Cyndi was overjoyed by Miles's rereading of her song, not least as she said herself she grew up on the jazz greats, and she "learned to phrase from Billie Holiday, and from Ella Fitzgerald and Frank Sinatra - he was a great phraser. And I listened to Lester Young with Billie Holiday, for the relationship between voice and instruments".

The relationship between Cyndi and her mostly female audience was important too. Ms. magazine named Cyndi 'Woman of the Year' in 1985 "for taking feminism beyond conformity to individuality, rebellion and freedom". The pop icon who went on to sell over 20 million records, would later describe this award as her "most prized possession, because I am feminist and I do believe in freedom and equality for all". In 2016, while the star worked to try to reduce LGBT homelessness in America, she wrote an essay for Advocate magazine that revealed: "Up to 40pc of homeless youth identify as LGBT, yet fewer than 7pc of kids nationwide are LGBT. That discrepancy is outrageous, and it's something we can't ignore."

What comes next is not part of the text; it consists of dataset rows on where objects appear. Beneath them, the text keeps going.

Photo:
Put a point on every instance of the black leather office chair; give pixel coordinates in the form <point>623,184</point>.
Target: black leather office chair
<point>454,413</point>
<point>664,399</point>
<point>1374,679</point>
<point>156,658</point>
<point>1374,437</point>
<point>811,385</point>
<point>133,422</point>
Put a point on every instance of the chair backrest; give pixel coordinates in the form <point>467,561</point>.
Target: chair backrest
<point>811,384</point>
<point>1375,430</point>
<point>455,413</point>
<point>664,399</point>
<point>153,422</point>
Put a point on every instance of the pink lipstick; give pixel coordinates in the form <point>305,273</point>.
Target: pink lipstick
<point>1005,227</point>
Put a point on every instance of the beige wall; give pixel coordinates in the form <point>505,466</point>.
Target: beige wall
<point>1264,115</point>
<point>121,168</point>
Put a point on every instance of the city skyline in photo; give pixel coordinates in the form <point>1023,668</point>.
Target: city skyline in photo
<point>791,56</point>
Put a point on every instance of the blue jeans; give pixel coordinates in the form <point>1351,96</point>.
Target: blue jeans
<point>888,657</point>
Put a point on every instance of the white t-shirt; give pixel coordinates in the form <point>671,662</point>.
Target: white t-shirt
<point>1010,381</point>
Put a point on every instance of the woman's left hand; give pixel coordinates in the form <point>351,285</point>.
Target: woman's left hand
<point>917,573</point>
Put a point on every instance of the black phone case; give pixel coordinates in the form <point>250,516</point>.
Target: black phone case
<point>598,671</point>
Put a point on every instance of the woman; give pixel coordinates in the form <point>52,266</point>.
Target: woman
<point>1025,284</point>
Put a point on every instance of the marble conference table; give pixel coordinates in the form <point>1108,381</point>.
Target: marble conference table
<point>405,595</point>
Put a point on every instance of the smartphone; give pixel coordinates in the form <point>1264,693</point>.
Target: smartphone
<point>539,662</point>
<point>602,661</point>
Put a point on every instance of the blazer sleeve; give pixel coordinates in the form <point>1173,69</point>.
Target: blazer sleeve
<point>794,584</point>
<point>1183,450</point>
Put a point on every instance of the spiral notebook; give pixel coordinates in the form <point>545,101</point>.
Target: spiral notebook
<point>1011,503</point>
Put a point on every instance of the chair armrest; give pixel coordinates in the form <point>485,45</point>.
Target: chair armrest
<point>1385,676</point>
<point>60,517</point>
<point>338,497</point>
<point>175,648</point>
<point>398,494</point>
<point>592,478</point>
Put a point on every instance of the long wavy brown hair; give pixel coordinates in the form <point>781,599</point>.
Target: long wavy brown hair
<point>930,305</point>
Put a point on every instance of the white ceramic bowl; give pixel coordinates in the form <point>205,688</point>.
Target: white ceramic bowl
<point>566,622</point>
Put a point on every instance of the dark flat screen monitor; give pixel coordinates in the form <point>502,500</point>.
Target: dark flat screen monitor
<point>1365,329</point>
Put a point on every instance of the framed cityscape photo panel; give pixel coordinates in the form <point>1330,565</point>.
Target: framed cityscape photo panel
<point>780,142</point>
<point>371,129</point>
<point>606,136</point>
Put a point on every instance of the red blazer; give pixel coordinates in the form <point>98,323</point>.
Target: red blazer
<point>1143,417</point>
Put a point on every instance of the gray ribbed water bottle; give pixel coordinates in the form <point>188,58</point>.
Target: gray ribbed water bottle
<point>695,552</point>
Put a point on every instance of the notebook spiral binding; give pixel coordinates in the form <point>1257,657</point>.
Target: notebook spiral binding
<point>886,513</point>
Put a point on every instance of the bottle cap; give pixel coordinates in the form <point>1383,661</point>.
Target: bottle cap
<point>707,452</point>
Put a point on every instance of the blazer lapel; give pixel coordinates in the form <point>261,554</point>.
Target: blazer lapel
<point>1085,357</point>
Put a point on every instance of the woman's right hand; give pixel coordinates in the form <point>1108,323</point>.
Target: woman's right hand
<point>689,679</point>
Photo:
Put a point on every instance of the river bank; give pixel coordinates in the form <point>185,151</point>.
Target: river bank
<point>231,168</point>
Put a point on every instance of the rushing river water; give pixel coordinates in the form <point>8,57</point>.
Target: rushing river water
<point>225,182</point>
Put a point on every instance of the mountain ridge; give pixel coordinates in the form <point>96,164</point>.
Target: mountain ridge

Like that other young American with talent to match the sass, Ms Lauper made the decade of the 1980s almost her own. The difference was, perhaps, that Cynthia Ann Stephanie Lauper was not as full of her own self-importance as Madonna Louise Veronica Ciccone; and she was funny. She told Andy Warhol's Interview magazine in April, 1986 that when she began "I looked like Sir Isaac Newton. I had my eyebrows tweezed and the big lips. I still like that look."

'Kinky Boots', with songs by Cyndi Lauper, runs at the Bord Gais Energy Theatre, Dublin, from August 19-31.